Braving a tornado warning and a 30-mile walk, about 50 people marched for eight hours from Chapel Hill to Raleigh Saturday to urge N.C. Attorney General Roy Cooper to give a legal opinion on whether students without documentation can receive in-state tuition.
Not even pouring rain and a possible tornado could stop them. The march, called the March of Broken Dreams, led to the steps of Cooper’s office, where students without documentation — clad in the cap-and-gown garb of their high school graduations — held a funeral for their dream careers.
Many participants in the march were Deferred Action for Childhood Arrivals students — those who came to the U.S. without documentation as children and hold temporary legal status.

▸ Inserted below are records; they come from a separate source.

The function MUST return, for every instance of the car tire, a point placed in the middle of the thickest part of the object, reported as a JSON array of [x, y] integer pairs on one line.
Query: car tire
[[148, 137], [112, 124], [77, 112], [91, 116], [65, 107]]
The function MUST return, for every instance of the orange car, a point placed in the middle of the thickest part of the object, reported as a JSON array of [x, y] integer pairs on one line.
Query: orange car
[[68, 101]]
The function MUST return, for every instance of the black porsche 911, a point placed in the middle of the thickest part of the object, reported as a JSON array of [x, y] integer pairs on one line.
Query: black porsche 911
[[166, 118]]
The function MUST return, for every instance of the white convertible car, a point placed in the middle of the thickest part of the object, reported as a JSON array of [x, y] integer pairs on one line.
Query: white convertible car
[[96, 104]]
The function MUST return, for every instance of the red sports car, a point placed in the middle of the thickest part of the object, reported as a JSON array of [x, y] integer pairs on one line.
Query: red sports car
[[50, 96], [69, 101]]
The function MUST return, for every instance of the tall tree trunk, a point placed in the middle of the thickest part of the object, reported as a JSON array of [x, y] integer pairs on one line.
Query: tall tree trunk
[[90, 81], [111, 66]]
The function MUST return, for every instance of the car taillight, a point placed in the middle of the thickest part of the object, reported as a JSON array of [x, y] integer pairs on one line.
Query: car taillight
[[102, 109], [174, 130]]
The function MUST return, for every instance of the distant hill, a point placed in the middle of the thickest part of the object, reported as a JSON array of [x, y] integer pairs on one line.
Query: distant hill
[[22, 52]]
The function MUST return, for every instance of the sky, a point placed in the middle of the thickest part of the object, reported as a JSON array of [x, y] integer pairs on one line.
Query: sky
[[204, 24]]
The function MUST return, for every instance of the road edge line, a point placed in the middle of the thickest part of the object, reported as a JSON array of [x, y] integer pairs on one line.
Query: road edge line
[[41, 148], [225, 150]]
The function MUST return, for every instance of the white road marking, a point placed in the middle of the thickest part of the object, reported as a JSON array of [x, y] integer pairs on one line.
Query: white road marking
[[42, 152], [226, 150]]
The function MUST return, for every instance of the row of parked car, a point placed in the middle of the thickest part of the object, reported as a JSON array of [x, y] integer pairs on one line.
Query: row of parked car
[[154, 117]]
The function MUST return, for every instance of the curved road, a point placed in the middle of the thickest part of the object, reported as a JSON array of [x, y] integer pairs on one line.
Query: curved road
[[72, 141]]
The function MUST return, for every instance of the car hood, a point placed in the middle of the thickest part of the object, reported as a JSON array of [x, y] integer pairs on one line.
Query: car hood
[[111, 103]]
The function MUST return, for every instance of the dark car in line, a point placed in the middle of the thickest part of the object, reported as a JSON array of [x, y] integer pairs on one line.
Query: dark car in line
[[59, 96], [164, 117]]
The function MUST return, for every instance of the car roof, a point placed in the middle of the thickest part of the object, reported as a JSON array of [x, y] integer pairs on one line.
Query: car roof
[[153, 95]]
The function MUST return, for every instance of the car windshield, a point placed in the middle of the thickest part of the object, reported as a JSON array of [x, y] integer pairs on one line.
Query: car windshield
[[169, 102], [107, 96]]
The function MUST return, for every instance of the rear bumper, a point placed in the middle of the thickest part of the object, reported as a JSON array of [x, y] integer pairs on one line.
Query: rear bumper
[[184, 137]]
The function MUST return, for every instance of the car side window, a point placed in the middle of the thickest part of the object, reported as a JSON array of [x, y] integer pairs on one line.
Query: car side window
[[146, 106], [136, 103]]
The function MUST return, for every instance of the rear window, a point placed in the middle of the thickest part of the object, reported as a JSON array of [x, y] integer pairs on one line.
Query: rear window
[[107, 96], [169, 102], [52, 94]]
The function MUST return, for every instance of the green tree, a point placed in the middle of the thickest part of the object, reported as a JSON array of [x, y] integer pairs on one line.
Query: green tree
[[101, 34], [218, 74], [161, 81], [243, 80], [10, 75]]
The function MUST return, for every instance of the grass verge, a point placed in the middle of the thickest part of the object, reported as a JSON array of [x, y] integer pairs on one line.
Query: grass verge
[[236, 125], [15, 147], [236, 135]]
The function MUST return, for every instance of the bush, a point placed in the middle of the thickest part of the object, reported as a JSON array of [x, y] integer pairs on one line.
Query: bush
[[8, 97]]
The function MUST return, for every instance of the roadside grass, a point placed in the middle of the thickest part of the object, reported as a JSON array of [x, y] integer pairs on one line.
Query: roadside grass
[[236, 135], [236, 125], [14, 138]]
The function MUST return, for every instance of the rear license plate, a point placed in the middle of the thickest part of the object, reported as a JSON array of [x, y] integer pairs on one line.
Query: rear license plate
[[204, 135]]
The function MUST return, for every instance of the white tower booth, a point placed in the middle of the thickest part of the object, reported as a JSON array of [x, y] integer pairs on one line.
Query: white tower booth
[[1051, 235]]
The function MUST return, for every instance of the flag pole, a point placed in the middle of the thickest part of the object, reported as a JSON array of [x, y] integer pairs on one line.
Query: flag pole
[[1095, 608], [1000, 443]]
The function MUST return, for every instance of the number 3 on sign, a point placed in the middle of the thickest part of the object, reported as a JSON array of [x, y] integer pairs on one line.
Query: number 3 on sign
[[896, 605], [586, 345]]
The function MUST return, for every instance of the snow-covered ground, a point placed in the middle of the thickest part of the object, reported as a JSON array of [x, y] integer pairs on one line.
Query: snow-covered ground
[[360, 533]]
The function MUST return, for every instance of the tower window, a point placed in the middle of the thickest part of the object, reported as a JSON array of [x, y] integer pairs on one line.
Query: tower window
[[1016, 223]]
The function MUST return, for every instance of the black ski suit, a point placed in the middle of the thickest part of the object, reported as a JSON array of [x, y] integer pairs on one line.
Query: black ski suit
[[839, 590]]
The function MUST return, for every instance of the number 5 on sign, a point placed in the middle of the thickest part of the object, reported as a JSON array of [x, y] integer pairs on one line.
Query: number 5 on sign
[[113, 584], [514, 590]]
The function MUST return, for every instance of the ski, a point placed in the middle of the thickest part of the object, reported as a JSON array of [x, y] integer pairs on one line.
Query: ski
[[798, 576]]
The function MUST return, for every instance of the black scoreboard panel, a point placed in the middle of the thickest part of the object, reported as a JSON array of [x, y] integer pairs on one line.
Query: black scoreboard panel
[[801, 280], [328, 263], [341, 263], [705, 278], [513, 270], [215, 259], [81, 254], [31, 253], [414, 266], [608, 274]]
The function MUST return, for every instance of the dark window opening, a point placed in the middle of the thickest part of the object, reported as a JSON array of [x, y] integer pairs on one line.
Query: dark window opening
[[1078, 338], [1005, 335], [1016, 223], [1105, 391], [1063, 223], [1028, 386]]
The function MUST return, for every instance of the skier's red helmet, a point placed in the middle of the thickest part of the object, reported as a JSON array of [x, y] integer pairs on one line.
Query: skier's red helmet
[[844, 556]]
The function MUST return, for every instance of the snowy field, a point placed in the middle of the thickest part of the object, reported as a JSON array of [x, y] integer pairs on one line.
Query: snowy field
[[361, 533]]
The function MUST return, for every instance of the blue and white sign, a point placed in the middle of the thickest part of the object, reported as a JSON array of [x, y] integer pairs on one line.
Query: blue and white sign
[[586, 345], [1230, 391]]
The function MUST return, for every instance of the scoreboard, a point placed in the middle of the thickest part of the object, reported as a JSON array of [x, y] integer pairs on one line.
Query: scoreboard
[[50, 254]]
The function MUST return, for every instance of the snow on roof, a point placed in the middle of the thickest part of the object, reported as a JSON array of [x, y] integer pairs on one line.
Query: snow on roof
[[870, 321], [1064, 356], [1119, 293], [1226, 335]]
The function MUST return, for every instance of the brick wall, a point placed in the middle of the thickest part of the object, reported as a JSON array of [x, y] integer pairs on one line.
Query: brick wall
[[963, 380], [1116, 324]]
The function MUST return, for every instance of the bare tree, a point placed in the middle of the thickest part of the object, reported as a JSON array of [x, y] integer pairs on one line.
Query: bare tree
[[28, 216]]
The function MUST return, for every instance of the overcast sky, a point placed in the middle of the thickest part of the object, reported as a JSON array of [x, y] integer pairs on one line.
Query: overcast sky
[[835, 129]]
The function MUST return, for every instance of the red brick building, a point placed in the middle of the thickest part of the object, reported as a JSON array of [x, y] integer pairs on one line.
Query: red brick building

Viridiana Martinez, co-founder of the N.C. DREAM Team, said this was one of many recent events to pressure Cooper into breaking his silence and offering an opinion on whether students without documentation qualify for in-state tuition.
“Attorney General Cooper is holding diplomas hostage, and there’s not a reason to do it,” she said. “His inaction, his silence is killing these kids’ futures.”
A spokeswoman at the attorney general’s office said the office is working on providing a legal opinion.
Martinez said the funeral at the end symbolized the professions from which Cooper was holding them back.
“That’s what we’re burying. Their dreams. Their dreams to become a teacher, their dreams to become a doctor — at this funeral because of Attorney General Cooper,” she said.
Oliva Prezas, 19 and a DACA student, said she graduated from high school in 2012, but could not afford to go to a four-year college to fulfill her dream of becoming an orthopedic physician’s assistant, because she had to pay out-of-state tuition.